A few weeks ago, Claire was invited to a birthday party at the movies to see “A Wrinkle in Time.” It’s a movie about a girl who has to find her lost father. Thoughtfully, the mother of the birthday girl texted me to see if I thought it would be a good idea for Claire to watch the movie, or if it was better to plan a separate event for our two kids. I talked to Claire about it, and we watched the trailer together. She was excited about the movie, and didn’t seem upset by any of it, so I let her go.
But this got me thinking. If this movie was a trigger for Claire, then I probably can’t let her watch movies anymore. At least not Disney movies. Think about it – Cinderella, Snow White, Frozen, the Princess and the Frog, Finding Nemo…all with at least one dead parent. And that’s just what I could think of off the top of my head in the two minutes it took me to write this paragraph.

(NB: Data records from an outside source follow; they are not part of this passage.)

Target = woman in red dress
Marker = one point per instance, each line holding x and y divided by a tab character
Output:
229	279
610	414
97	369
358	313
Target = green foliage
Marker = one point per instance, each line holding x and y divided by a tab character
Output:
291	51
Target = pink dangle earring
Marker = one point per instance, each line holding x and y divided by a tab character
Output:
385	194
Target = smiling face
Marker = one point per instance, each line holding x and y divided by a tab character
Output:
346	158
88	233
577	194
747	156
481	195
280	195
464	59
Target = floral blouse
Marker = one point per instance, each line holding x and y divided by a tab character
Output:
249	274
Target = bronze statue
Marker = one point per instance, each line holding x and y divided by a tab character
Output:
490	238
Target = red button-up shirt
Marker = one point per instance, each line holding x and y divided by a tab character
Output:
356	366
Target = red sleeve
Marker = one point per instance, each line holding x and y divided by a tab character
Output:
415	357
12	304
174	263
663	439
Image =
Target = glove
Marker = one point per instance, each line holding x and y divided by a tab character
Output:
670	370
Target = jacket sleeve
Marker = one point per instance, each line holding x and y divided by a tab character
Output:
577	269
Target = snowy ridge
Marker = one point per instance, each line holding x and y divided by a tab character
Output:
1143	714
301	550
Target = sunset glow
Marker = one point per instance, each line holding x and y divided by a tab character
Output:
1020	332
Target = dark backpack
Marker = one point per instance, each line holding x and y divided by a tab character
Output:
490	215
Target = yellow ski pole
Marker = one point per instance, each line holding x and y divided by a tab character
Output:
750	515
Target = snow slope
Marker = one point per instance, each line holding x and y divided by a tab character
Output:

It makes for a great storyline. One or both parents die, the child has to struggle and learn important life lessons, the child triumphs.
Back in the real world, a parent dies and the child is confused and worried and whiny and maybe even joyful, all while the child is learning multiplication tables and how to hit a baseball. Life continues as usual in many ways, just without mom or dad.
In these movies, untimely death is common. In real life, we’re lucky that it’s not. But now that Shawn has died, and we are trying to figure out how to make our way in the world without a husband and a father, it can make us all feel really alone. Part of this, I think, is that I live in a neighborhood where parents are very unlikely to die or be absent for some other reason. My kids get that our family now looks different from other people’s families.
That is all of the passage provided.